Es 16, 2-4.12-15; Sal 77; Ef 4, 17.20-24; Gv 6, 24-35
Le letture di questa domenica le sintetizzerei con un verso del poeta Mario Luzi che scriveva: «Di che è mancanza questa mancanza, cuore, che a un tratto ne sei pieno?».
Detto altrimenti: come mai in quanto umani «siamo pieni di mancanza», cioè siamo pieni di qualcosa di cui sentiamo la mancanza?
La mancanza può avere un senso negativo, come nostalgia di un tempo giudicato migliore e che non permette di apprezzare l’oggi. Come il popolo d’Israele che rimpiange la schiavitù e le cipolle d’Egitto e domanda «Che cos’è?» quel pane che il Signore fa discende per loro dal cielo.

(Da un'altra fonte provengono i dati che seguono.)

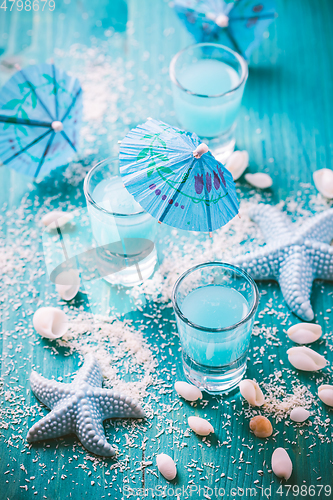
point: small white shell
(251, 391)
(50, 322)
(188, 391)
(304, 358)
(166, 466)
(325, 393)
(323, 180)
(299, 414)
(200, 426)
(281, 464)
(259, 180)
(56, 218)
(237, 162)
(68, 284)
(304, 333)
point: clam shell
(188, 391)
(304, 333)
(68, 284)
(166, 466)
(304, 358)
(237, 162)
(251, 391)
(200, 426)
(56, 218)
(50, 322)
(323, 180)
(259, 180)
(281, 464)
(325, 393)
(299, 414)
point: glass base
(214, 380)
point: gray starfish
(295, 256)
(80, 407)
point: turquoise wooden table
(121, 52)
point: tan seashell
(237, 163)
(304, 333)
(188, 391)
(166, 466)
(281, 464)
(251, 391)
(299, 414)
(304, 358)
(56, 218)
(68, 284)
(259, 180)
(261, 426)
(50, 322)
(325, 393)
(323, 180)
(200, 426)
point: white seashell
(50, 322)
(200, 426)
(56, 218)
(259, 180)
(304, 358)
(304, 333)
(188, 391)
(299, 414)
(325, 393)
(237, 162)
(281, 464)
(251, 391)
(68, 284)
(323, 180)
(166, 466)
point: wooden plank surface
(286, 125)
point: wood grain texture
(286, 124)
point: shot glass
(208, 81)
(215, 306)
(124, 233)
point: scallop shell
(259, 180)
(251, 391)
(299, 414)
(323, 180)
(166, 466)
(200, 426)
(325, 393)
(282, 466)
(188, 391)
(304, 333)
(50, 322)
(68, 284)
(304, 358)
(56, 218)
(237, 162)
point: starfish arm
(319, 227)
(58, 422)
(49, 392)
(90, 373)
(274, 224)
(296, 277)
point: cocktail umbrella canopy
(238, 24)
(40, 118)
(176, 179)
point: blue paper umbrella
(40, 117)
(166, 171)
(238, 24)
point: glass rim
(241, 60)
(89, 196)
(238, 270)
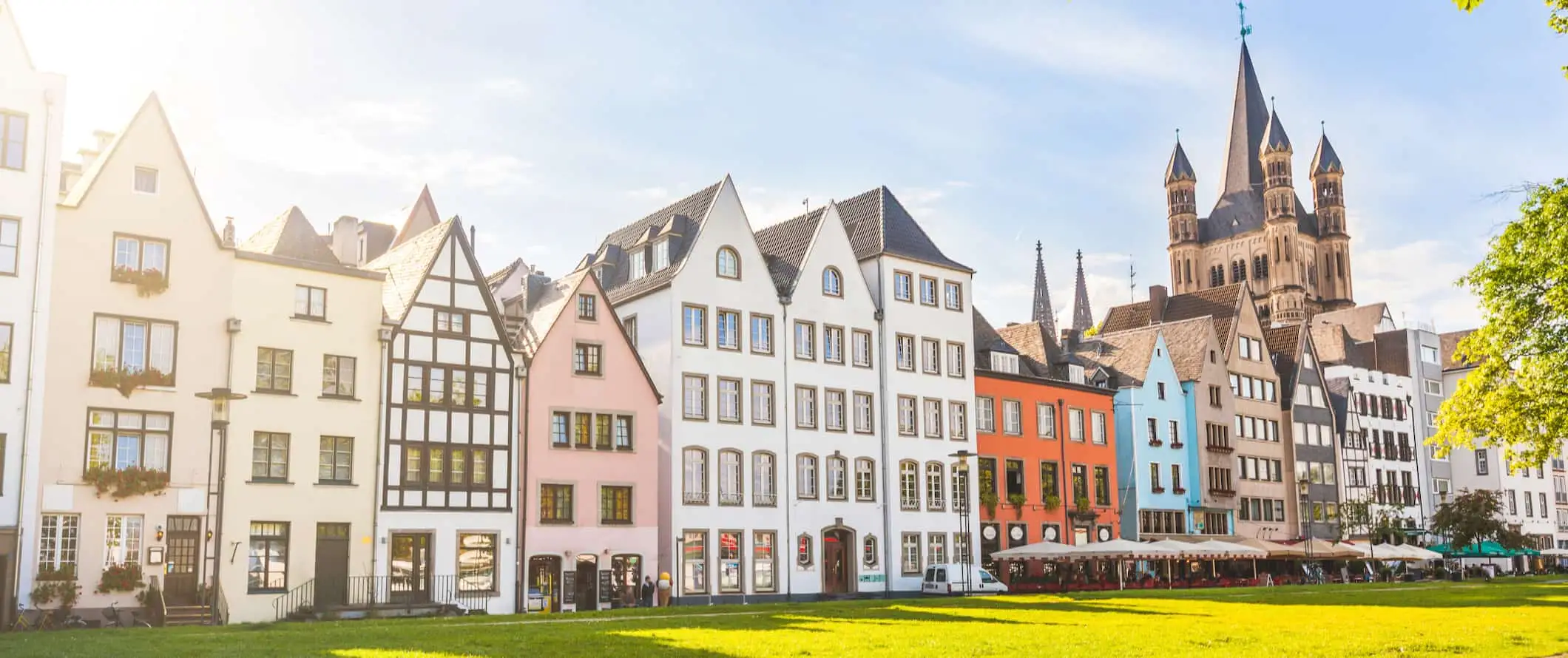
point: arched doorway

Anche la gente che seguiva Gesù sentiva la mancanza di un pane che era frutto di un miracolo che riempiva la pancia.
Poi l’incontro con il Maestro di Nazaret apre gli occhi su un altro senso della mancanza: ti fa capire che il tuo cuore è pieno della ricerca di un senso per vivere.
«Fossimo morti in Egitto, quando eravamo seduti presso la pentola della carne, mangiando a sazietà»: Israele rimpiange quando era schiavo del bisogno. E quando l’uomo cerca solo il cibo che perisce, alla fine s’augura di morire.
Israele, ora che non ha più da mangiare, s’accorge che ciò che dava senso alla sua vita era la sazietà, la pancia piena. A volte l’uomo s’inganna così: quando è affamato pensa che a riempire la vita sia li cibo e poi quando ha la pancia piena si addormenta. È vero che l’uomo nasce affamato: il bambino ha fame di sua madre che lo nutre di latte, di carezze e di sogni; il giovane ha fame di amare e di essere amato. Ma quando hai raggiunto tutto questo e dovresti essere appagato, ti rendi conto di ciò che scriveva sant’Agostino: «Ci hai fatto per Te e inquieto è il nostro cuore finché non riposa in te» (Confessioni I, 1,1).
Forse nemmeno i cristiani credono più di tanto a questa affermazione: si ha la paura di credere e di dire ad altri che solo in Cristo troviamo pace; abbiamo paura di parlare di questa mancanza che tocca la vita dell’uomo.
La gente va da Gesù, chiede i miracoli, chiede il pane, e il Signore dà anche questo, ma poi non si accontenta perché sa che l’uomo è fatto per qualcosa di molto grande e solo Lui è quel pane capace di sfamare quella mancanza di cui l’uomo è pieno.
Questa mancanza può fare paura, generare un senso di vuoto, evidenziare il nostro limite di uomini. Ma questo «mancare sempre di qualcosa» è anche la nostra fortuna, perché è così che nasce il desiderio di amare, progettare, andare verso gli altri. Se noi fossimo pieni, non avremmo bisogno dell’altro, non avremmo bisogno di niente.
«Che osa dobbiamo compiere per fare le opere di Dio?» domanda la gente e Gesù risponde: «Credete in me». Credere, che significa: decidersi, scegliere.
Nella vita abbiamo già fatto esperienza che niente e nessuno riempie del tutto quella sete d’infinito che l’uomo porta nel cuore, abbiamo già fatto esperienza che se si riesce a vivere il Vangelo, quella Parola non delude.
Perché fatichiamo a credere, a deciderci per Gesù Cristo? Perché spendiamo molte energie per il cibo che perisce? I motivi di questa fatica probabilmente sono molti.
Chiediamo comunque di rivolgerci a Gesù non solo per i problemi che ci può risolvere, ma per il cammino che ci aiuta a compiere per portarci ad andare oltre la soglia dei bisogni e farci crescere nel desiderio di cercare in Lui il senso del vivere, cercare Lui a partire da quella mancanza di cui il cuore dell’uomo ad un tratto ne è pieno.